Alternative to JDBC's setFetchSize for Pagination

Let’s say I have a table containing 20 million rows and I have to scan through the entire table.

  1. How to do this efficiently in cockroach ?
  2. How does cockroach control the amount of rows to be returned? In case of postgres we have used setFetchSize to control the batch size. How to control the batch size in case of cockroach?
  3. I have seen the offset and limit as mentioned here. Let’s say I am processing in a batch of 10,000 by making multiple queries using LIMIT & OFFSET
SELECT id, name FROM accounts LIMIT 10000 OFFSET 10000;

How does cockroach maintains the offset ? If I have specified OFFSET 10000 then does cockroach has to traverse the first 10,000 rows to return the next batch.

Hi @tuk. OFFSET 10000 does mean we’d have to scan the first 10000 rows. A more efficient way to do this is something like SELECT id, name FROM accounts ORDER BY {primary key} LIMIT 10000 then for each subsequent batch, add a WHERE {primary key} > {last pk value in the previous batch}.

And instead of using a transaction to keep your batches consistent (it’s not a good idea to keep transactions open for a very long time), you may also want to use the AS OF SYSTEM TIME feature.

Hi @dan,

Is the suggested approach - client keeps track of last fetched PK, and uses it as pagination token, the most efficient approach to scanning a large number of rows from CRDB via JDBC (assuming client does not have large amounts of memory)?
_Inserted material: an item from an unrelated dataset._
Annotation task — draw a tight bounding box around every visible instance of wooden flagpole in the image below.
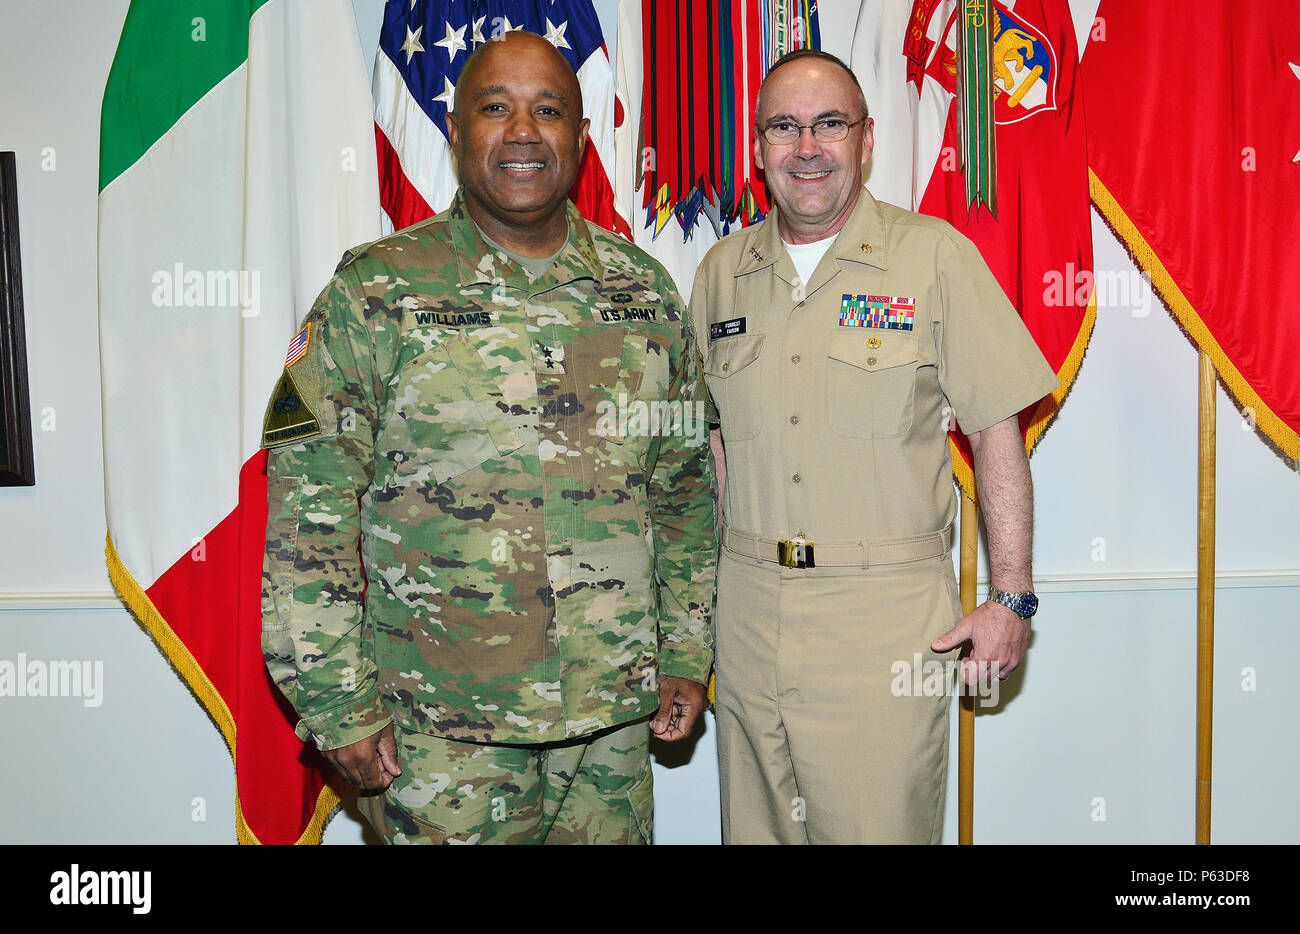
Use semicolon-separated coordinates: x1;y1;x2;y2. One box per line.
958;494;978;845
1196;351;1216;844
954;0;997;847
Second question = what if I just issue the SELECT id, name FROM accounts request on a table containing 20M rows? How will CRDB/JDBC handle it? Will CRDB fetch all 20M rows and send it as a single batch to the client? Or is there some implicit pagination underneath?


thanks,
gaurav

Yeah, paginating by PK is the best way to do this. In fact, it’s how our dump command is implemented.
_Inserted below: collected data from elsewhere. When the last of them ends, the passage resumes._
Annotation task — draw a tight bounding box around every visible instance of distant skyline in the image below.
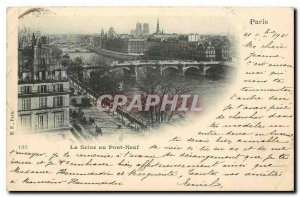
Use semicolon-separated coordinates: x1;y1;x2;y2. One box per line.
18;9;233;35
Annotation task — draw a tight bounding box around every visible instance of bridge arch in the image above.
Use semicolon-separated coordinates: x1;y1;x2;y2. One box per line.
183;66;200;75
204;65;225;77
162;65;179;72
161;66;180;75
110;67;134;78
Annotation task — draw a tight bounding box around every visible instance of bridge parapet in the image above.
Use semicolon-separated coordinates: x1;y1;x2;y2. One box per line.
76;59;233;77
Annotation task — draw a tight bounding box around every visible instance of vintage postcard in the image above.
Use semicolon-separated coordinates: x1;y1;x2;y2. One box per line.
6;7;294;191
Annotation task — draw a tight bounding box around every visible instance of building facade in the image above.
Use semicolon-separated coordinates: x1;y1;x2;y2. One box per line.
18;33;70;132
188;33;205;42
127;38;146;54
what if I just issue the SELECT id, name FROM accounts request on a table containing 20M rows? How will CRDB/JDBC handle it? Will CRDB fetch all 20M rows and send it as a single batch to the client? Or is there some implicit pagination underneath?

We do internal pagination and the results are streamed back to the client as they come in, but it’s generally a bad idea to have any transactions or queries that take more than 10 seconds.
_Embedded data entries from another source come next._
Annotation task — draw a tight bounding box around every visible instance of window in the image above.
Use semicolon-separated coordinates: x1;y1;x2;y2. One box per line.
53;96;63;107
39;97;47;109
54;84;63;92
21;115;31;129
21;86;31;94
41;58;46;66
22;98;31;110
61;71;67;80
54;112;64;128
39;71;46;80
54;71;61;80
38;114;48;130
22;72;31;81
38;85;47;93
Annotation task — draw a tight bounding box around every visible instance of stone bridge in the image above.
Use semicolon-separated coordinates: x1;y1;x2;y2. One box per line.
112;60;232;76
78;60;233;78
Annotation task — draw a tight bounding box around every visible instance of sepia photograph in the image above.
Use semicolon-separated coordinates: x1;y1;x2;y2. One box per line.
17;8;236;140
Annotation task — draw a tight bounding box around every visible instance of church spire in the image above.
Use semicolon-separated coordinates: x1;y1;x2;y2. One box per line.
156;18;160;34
Thank you for taking time to answer the queries. One last followup query on this - if I used AS OF SYSTEM TIME in the above select query, would it be equivalent or worse than using client side pagination (client side pagination would result in multiple queries to be executed serially)?

AS OF SYSTEM TIME doesn’t change the cost of a query. It just lets you run two selects that will be consistent with each other but without having to run them in a transaction. This is useful in pagination, for example, if records are being inserted while the pagination is running.